Introduction

What is in this hand-in?

I chose to submit an automated tool to aid architectural recovery as a hand-in. The full source code and documentation are available on github. For an intro on how to use it, see the last section, Reproduction.

If we look at a software repository as a data source, we have two obvious tree structures, the abstract syntax tree (AST) for script files, and the file hierarchy of the repository as a whole. With data.tree and igraph, R has two mature packages to handle tree and graph structures. Furthermore, tidygraph and ggraph are recent packages for graph manipulation and visualization that follow the tidy data principles and layered grammar of graphic for manipulation and visualization of graphs. Last but not least, reticulate offers an interface to call python code and convert python objects to R objects. My goal for this project was test whether these packages could be combined to automatically generate insightful architectural views from python repositories. For the visualizations in this report, the file hierarchy was used directly as a graph, while the AST was used only indirectly to construct a dependency graph.

What is the system?

The Zeeguu-Api repository is used as an example here to demonstrate the tool. From the project website:

Zeeguu-API is an open API that allows tracking and modeling the progress of a learner in a foreign language with the goal of recommending paths to accelerate vocabulary acquisition. The API is also currently deployed as the backend for the zeeguu.org website.

What is the problem?

I would like to find out what internal dependencies exist between modules in the project, i.e. produce a usage-dependency view. Furthermore, I produced some explorative visualizations to get a quick overview on how the repository is structured.

Methodology

Tool support:

I wrote my own scripts and released them under MIT license on github. Beyond the R dependencies that are specified in the DESCRIPTION file, I used maligree/python-ast-explorer for parsing python AST into data structures.

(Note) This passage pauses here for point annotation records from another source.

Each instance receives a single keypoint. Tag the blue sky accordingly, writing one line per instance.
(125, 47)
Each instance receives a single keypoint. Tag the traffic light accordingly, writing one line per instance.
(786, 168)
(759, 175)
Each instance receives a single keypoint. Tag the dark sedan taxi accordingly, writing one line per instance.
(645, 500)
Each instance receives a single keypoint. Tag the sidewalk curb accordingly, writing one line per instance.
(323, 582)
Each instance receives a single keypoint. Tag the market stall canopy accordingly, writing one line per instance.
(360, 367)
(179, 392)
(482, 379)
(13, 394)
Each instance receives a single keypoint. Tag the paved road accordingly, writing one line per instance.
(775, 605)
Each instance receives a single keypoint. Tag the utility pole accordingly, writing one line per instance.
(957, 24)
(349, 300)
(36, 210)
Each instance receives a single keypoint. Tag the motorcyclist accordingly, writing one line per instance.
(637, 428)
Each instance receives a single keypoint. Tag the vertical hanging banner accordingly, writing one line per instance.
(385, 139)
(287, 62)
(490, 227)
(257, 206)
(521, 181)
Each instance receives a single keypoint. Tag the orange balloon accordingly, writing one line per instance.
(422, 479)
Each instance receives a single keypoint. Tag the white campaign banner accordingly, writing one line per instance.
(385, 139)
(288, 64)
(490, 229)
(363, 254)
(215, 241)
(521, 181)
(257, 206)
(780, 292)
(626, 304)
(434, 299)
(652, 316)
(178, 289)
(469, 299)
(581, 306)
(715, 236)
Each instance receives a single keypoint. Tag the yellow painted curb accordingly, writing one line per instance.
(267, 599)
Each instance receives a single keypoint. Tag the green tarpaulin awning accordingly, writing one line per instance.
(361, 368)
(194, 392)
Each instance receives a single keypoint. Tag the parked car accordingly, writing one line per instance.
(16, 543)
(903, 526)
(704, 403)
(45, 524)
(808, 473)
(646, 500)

The R packages I rely most on, are:

  • 📦reticulate for calling those python scripts from R
  • 📦data.tree for parsing yaml (and directories) into data.tree objects that could then be converted into igraph objects
  • 📦igraph behind the scenes and for implementations of different graph algorithms
  • 📦tidygraph for a tidy interface to manipulate the graphs
  • 📦ggraph for plotting graphs
  • 📦dplyr for data wrangling

To run the code in this document, you need to load the following packages into your R session:

library(Rchitecture)
library(dplyr)
#> 
#> Attaching package: 'dplyr'
#> The following objects are masked from 'package:stats':
#> 
#>     filter, lag
#> The following objects are masked from 'package:base':
#> 
#>     intersect, setdiff, setequal, union

Gathering data

I did a static analysis on the source code from the git repository. The first step was to download the data into a temporary directory:

temp_folder <- tempdir()
zeeguu_path <- paste0(temp_folder, "/zeeguu_api")
git2r::clone(url = "https://github.com/zeeguu-ecosystem/Zeeguu-API.git",
             local_path  = zeeguu_path)
#> cloning into '/var/folders/t6/r8f4swn91n1cl2qw4dg80q4m0000gp/T//RtmpUYumvS/zeeguu_api'...
#> Receiving objects:   1% (50/4938),   24 kb
#> Receiving objects:  11% (544/4938),  128 kb
#> Receiving objects:  21% (1037/4938),  248 kb
#> Receiving objects:  31% (1531/4938),  296 kb
#> Receiving objects:  41% (2025/4938), 1488 kb
#> Receiving objects:  51% (2519/4938), 1536 kb
#> Receiving objects:  61% (3013/4938), 1600 kb
#> Receiving objects:  71% (3506/4938), 1648 kb
#> Receiving objects:  81% (4000/4938), 1712 kb
#> Receiving objects:  91% (4494/4938), 2479 kb
#> Receiving objects: 100% (4938/4938), 2541 kb, done.
#> Local:    master /private/var/folders/t6/r8f4swn91n1cl2qw4dg80q4m0000gp/T/RtmpUYumvS/zeeguu_api
#> Remote:   master @ origin (https://github.com/zeeguu-ecosystem/Zeeguu-API.git)
#> Head:     [70ae25e] 2021-05-25: Update student.py

Knowlegde Inference

As stated previously, my aim was to develop an automatic tool. Thus, the only knowledge inference I used was that I knew from lectures that it is a python project. As can be seen from the code below, the tool can be used iteratively to fine tuning visualizations based on learnings.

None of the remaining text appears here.